Contributing to Wi-Fi Test Suite

Thank you for your interest in contributing to the Wi-Fi Test Suite project!

1. Become a Contributer

Contributors are members who contribute to the code, testing, bug reporting, documentation, design, discussion, etc. Contributors get involved in the project through the issue tracker, forum, and the contributor mailing list. Changes are submitted through pull requests which will be considered for inclusion in the project by Committers.

How to become a Contributor: Contributors must sign the Wi-Fi Alliance Contributor Agreement before contributing work to Wi-Fi Test Suite software.

Contributors must follow the Contribution Standards, sections 2 through 6 of this file.

2. Propose a Submission

Proposals may be submitted via a Wi-Fi Test Suite Google Groups or as an idea to the Contributor Mailing List. Submissions that follow our contribution standards and are aligned with the direction of the project will be accepted. Please review Wi-Fi Test Suite contributor model for more information about how proposals are processed once submitted.

3. Minimum Requirements

The goal of these requirements is to ensure quality, API consistency, code reusability, and maintainability of the contribution. All contributions must satisfy:

  • Complete API Docs and inline code comments
  • Unit tests with 90% line coverage
  • User Guide (Components only)
  • Proper commit logs
  • Proper purpose of the functionality

4. Further Recommendations

We recommend the following process when contributing code to the Wi-Fi Test Suite:

4.1 Diff Before Every Commit

Get into the habit of running git diff or git diff --cached before every commit.

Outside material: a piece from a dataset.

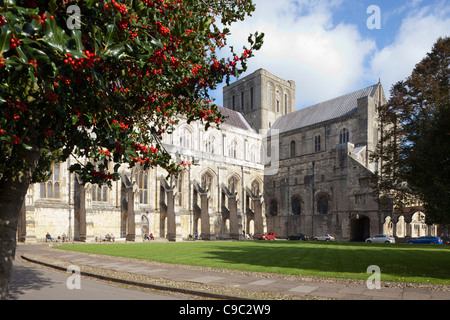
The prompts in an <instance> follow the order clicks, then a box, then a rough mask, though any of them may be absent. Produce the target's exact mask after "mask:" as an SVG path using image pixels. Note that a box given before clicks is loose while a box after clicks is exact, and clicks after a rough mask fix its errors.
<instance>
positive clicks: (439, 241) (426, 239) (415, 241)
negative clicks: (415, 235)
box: [406, 236, 442, 244]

4.2. Commits Should Be Granular

You should keep each commit as granular as possible. For instance, do not check in 2 bug fixes in one commit -- separate them out into 2 commits. A big change must be split into multiple commits as a small feature.

4.3. Coding Style

Please make sure your changes conform to the Style Guide for Python Code (PEP8).
Or download pylint and run the python scripts: http://www.pylint.org/#install.

4.4. Get feedback early and often

- A draft about the proposal
- An API review validates your initial approach
- A design review validates your high-level architecture
- A code review validates your implementation details

4.5. Documentation is just as important as code

- API docs
- Examples
- User guides

4.6. Test your code

- Unit
- Functional
- Performance

5. License Updates

Any submission that uses open source code from another project must be explicitly called out and is subject to review. Any proprietary code from any project should not be submitted and will be rejected.

6. Right to Revert

Once the contribution has been merged into the repo, if any issues arise in the integration environment or upon subsequent feedback, the contribution may be reverted.